Iouri Grigorovitch, qui a dirigé les ballets du Bolchoï de 1964 à 1995, sous l'URSS et un peu après son éclatement, élevant à la postérité des "générations d'artistes remarquables" selon le théâtre, s'est éteint lundi.

"Cet homme était un cadeau de Dieu", a dit à l'AFP Agnessa Baliïeva, ancienne danseuse étoile du Bolchoï de 78 ans, qui a "dansé dans presque tous les ballets" de Grigorovitch. En se rendant à l'hommage au Bolchoï, elle a confié vouloir dire au chorégraphe "un grand merci pour son talent, son génie, son âme et son humanisme".

La Russie, connue mondialement pour ses ballets, vénère cet art depuis l’époque soviétique. 

Selon un récent sondage, les dépenses des Russes pour les billets pour des représentations de ballets classiques ont augmenté de 20% en 2024.

Critiqué pour une forme d'autoritarisme, Iouri Grigorovitch a marqué l'histoire de la danse pour la place inédite accordée aux performances masculines et l'introduction de parties pour les hommes.

Vendredi, le somptueux cercueil du chorégraphe était entouré de gerbes de fleurs devant la scène du théâtre, tandis que son immense portrait en noir et blanc surplombait la salle et que résonnait la musique de ses ballets.

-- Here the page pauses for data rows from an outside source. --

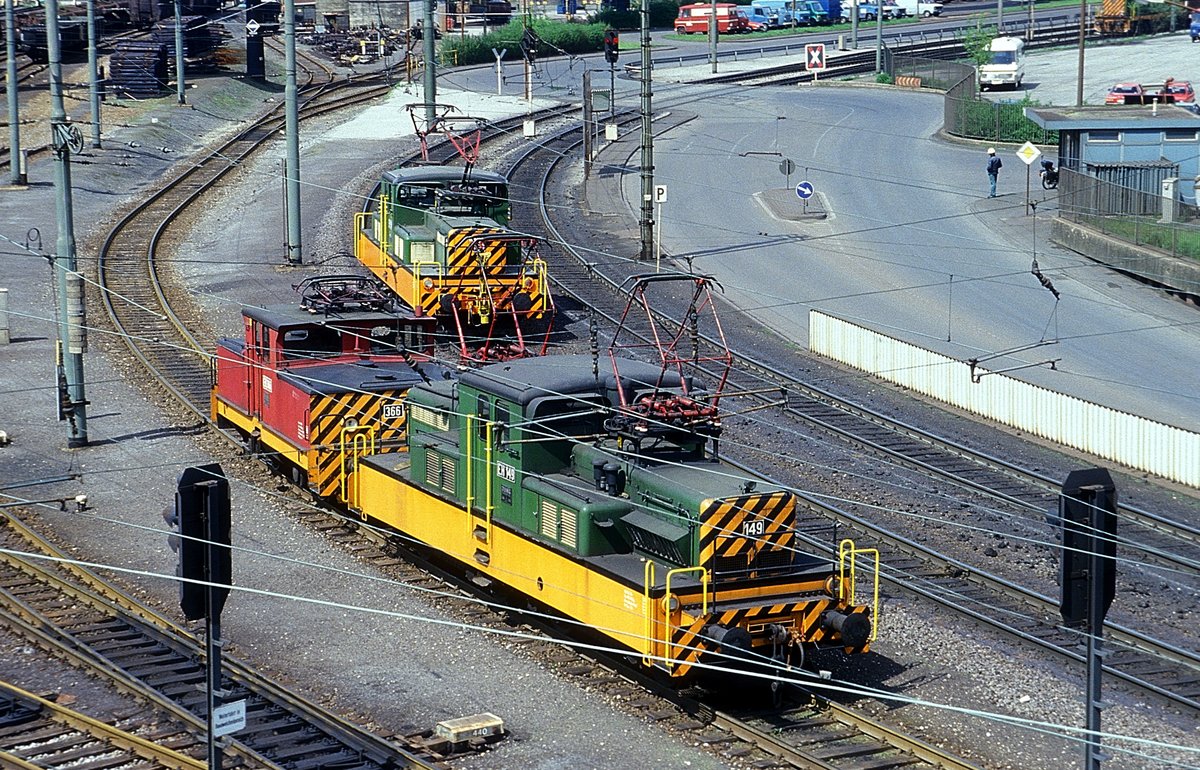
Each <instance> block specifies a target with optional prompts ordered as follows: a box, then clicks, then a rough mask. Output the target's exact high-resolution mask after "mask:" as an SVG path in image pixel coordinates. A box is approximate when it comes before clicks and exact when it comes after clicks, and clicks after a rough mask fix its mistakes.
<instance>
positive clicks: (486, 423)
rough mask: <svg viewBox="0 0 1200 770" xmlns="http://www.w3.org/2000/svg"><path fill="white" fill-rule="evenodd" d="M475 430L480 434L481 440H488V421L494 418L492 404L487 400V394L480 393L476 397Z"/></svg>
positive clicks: (480, 438) (480, 440)
mask: <svg viewBox="0 0 1200 770" xmlns="http://www.w3.org/2000/svg"><path fill="white" fill-rule="evenodd" d="M475 417H478V420H476V421H475V431H476V432H478V434H479V440H480V441H486V440H487V422H488V421H490V420H491V419H492V409H491V404H490V403H488V401H487V396H484V395H480V396H478V397H476V398H475Z"/></svg>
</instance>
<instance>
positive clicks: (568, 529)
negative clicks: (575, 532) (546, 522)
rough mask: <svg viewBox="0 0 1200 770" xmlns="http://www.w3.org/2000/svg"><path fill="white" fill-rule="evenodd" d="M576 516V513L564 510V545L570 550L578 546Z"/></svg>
mask: <svg viewBox="0 0 1200 770" xmlns="http://www.w3.org/2000/svg"><path fill="white" fill-rule="evenodd" d="M576 525H577V523H576V516H575V511H571V510H570V509H563V545H564V546H568V547H570V548H575V546H576V535H575V530H576Z"/></svg>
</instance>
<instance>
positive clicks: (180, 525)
mask: <svg viewBox="0 0 1200 770" xmlns="http://www.w3.org/2000/svg"><path fill="white" fill-rule="evenodd" d="M162 518H163V521H164V522H167V524H168V527H170V529H172V535H169V536H168V537H167V543H168V545H169V546H170V549H172V551H174V552H175V553H176V554H179V563H178V564H176V566H175V575H176V576H178V577H180V578H182V579H181V580H180V582H179V607H180V609H182V610H184V616H185V618H187V619H188V620H199V619H200V618H204V616H205V614H206V613H208V612H211V613H212V616H218V615H220V614H221V610H222V609H223V608H224V602H226V598H227V597H228V596H229V584H230V582H232V559H230V554H229V481H228V480H227V479H226V475H224V471H223V470H222V469H221V465H218V464H215V463H214V464H211V465H202V467H198V468H187V469H186V470H184V473H182V474H181V475H180V477H179V483H178V486H176V491H175V506H174V507H173V509H170V507H168V509H167V510H164V511H163V512H162ZM194 580H199V582H200V583H197V582H194ZM203 583H216V584H217V585H216V586H209V585H204V584H203ZM210 588H211V590H212V606H211V607H209V606H208V602H206V595H208V591H209V590H210Z"/></svg>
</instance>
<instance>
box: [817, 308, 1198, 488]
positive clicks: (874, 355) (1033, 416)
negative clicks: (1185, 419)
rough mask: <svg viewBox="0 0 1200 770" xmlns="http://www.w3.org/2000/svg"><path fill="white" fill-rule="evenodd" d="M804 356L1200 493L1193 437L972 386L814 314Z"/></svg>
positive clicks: (872, 332)
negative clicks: (1185, 483) (1101, 457)
mask: <svg viewBox="0 0 1200 770" xmlns="http://www.w3.org/2000/svg"><path fill="white" fill-rule="evenodd" d="M809 348H810V349H811V350H812V353H817V354H820V355H823V356H827V357H829V359H833V360H835V361H840V362H842V363H846V365H848V366H852V367H854V368H858V369H863V371H864V372H869V373H870V374H874V375H875V377H878V378H882V379H886V380H888V381H892V383H896V384H899V385H904V386H905V387H910V389H912V390H914V391H917V392H919V393H924V395H925V396H930V397H932V398H937V399H938V401H943V402H946V403H948V404H953V405H955V407H959V408H961V409H966V410H967V411H972V413H974V414H978V415H982V416H984V417H988V419H990V420H996V421H997V422H1002V423H1004V425H1008V426H1012V427H1015V428H1019V429H1021V431H1027V432H1030V433H1032V434H1034V435H1040V437H1043V438H1045V439H1050V440H1051V441H1057V443H1058V444H1062V445H1064V446H1070V447H1074V449H1078V450H1082V451H1085V452H1090V453H1092V455H1096V456H1098V457H1103V458H1105V459H1110V461H1114V462H1117V463H1121V464H1123V465H1127V467H1129V468H1135V469H1138V470H1144V471H1147V473H1152V474H1154V475H1157V476H1162V477H1164V479H1170V480H1171V481H1177V482H1180V483H1186V485H1188V486H1192V487H1200V434H1198V433H1192V432H1189V431H1184V429H1182V428H1177V427H1175V426H1169V425H1163V423H1162V422H1156V421H1153V420H1147V419H1146V417H1139V416H1138V415H1132V414H1127V413H1124V411H1118V410H1116V409H1110V408H1108V407H1100V405H1099V404H1093V403H1091V402H1087V401H1084V399H1081V398H1075V397H1074V396H1067V395H1063V393H1058V392H1055V391H1051V390H1048V389H1045V387H1039V386H1037V385H1031V384H1028V383H1022V381H1021V380H1016V379H1013V378H1009V377H1004V375H1003V374H989V375H988V377H984V378H982V379H980V380H979V381H978V383H974V381H972V379H971V369H970V367H968V366H967V365H966V363H964V362H962V361H958V360H955V359H950V357H948V356H943V355H941V354H937V353H932V351H930V350H925V349H924V348H918V347H917V345H912V344H908V343H905V342H900V341H899V339H895V338H893V337H888V336H887V335H881V333H878V332H876V331H872V330H870V329H866V327H864V326H859V325H857V324H852V323H850V321H846V320H842V319H840V318H835V317H833V315H827V314H824V313H821V312H818V311H810V312H809ZM976 371H977V373H978V372H979V371H980V369H979V368H978V367H977V368H976Z"/></svg>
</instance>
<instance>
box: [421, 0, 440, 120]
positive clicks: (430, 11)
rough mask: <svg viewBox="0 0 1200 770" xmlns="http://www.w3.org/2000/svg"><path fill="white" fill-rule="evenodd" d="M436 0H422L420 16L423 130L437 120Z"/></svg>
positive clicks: (437, 73) (437, 102) (437, 0)
mask: <svg viewBox="0 0 1200 770" xmlns="http://www.w3.org/2000/svg"><path fill="white" fill-rule="evenodd" d="M437 1H438V0H424V5H425V16H424V18H422V22H421V25H422V26H424V28H425V29H424V30H421V43H422V47H424V49H425V130H426V131H430V130H432V128H433V122H434V121H436V120H437V103H438V79H437V77H438V71H437V66H438V65H437V62H436V61H434V60H433V58H434V55H436V54H434V49H433V43H434V42H436V38H437V35H436V34H434V31H433V4H436V2H437Z"/></svg>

A l'issue de la cérémonie, suivie par plusieurs centaines de personnes, son cercueil a quitté le théâtre, ovationné pendant plusieurs minutes par ses admirateurs réunis devant le Bolchoï.

Après une crémation, les cendres du chorégraphe doivent être inhumées mardi au cimetière Novodevitchié de Moscou, près de son épouse Natalia Besmertnova, une ancienne danseuse étoile du Bolchoï décédée en 2008.

- "Une magie" -

"Merci Iouri Nikolaïevitch pour avoir créé tant de rôles que nous avons interprétés pendant beaucoup d'années avec un tel bonheur, un tel plaisir", a déclaré, lors de la cérémonie d'adieu, Nikolaï Tsiskaridzé, ancien danseur étoile du Bolchoï et recteur de l'Académie de ballet Vaganova de Saint-Pétersbourg.

"Merci pour la chaleur et la sagesse dont vous avez fait preuve envers nous pendant tout ce temps-là", a-t-il ajouté.

"C'était un grand homme, un génie, une légende", a salué pour sa part Ilia Krivov, ancien danseur de ballet, 42 ans, expliquant avoir connu personnellement le chorégraphe "qui a élevé le ballet masculin soviétique (...) à un niveau inédit".

Né en 1927 à Léningrad, l'actuelle Saint-Pétersbourg, Iouri Grigorovitch était le neveu de Georges Rosay, grand danseur du théâtre Mariinski dans l'ancienne capitale impériale russe et des Saisons russes de Serge Diaghilev.

Il a accédé à la célébrité en 1957 grâce à sa mise en scène novatrice du ballet "La Fleur de pierre", basée sur une série de contes populaires dans l'Oural. 

Directeur des ballets au Bolchoï pendant trois décennies, Iouri Grigorovicth a fait connaître au grand public des danseurs comme le fameux couple formé par Ekaterina Maximova et Vladimir Vassiliev. 

Au fil de sa carrière, il a mis en scène plusieurs classiques du ballet russe, comme "Casse-Noisette" de Tchaïkovski, "Spartacus" de Khatchatourian, "Ivan le Terrible" sur la musique de Prokofiev, ou encore "L'Âge d'or" composé par Chostakovitch.

"Grigorovitch, c'était l'âme du Bolchoï", a dit à l'AFP Svetlana Staris, journaliste et poète, saluant un "homme qui a révolutionné le ballet".

"Les hommes comme lui, on les apprécie pendant leur vie et on leur rend hommage après leur mort", a estimé pour sa part Viktor Filtchakov, 64 ans, venu dire adieu au "grand maître".

Dans ses mises en scène, il y a "une compréhension si profonde de chaque petit mouvement" que "tout devient un miracle, une magie... La magie qu'on ressent chaque fois quand on voit ses ballets", a renchéri Anastassia Egorova, étudiante de 21 ans.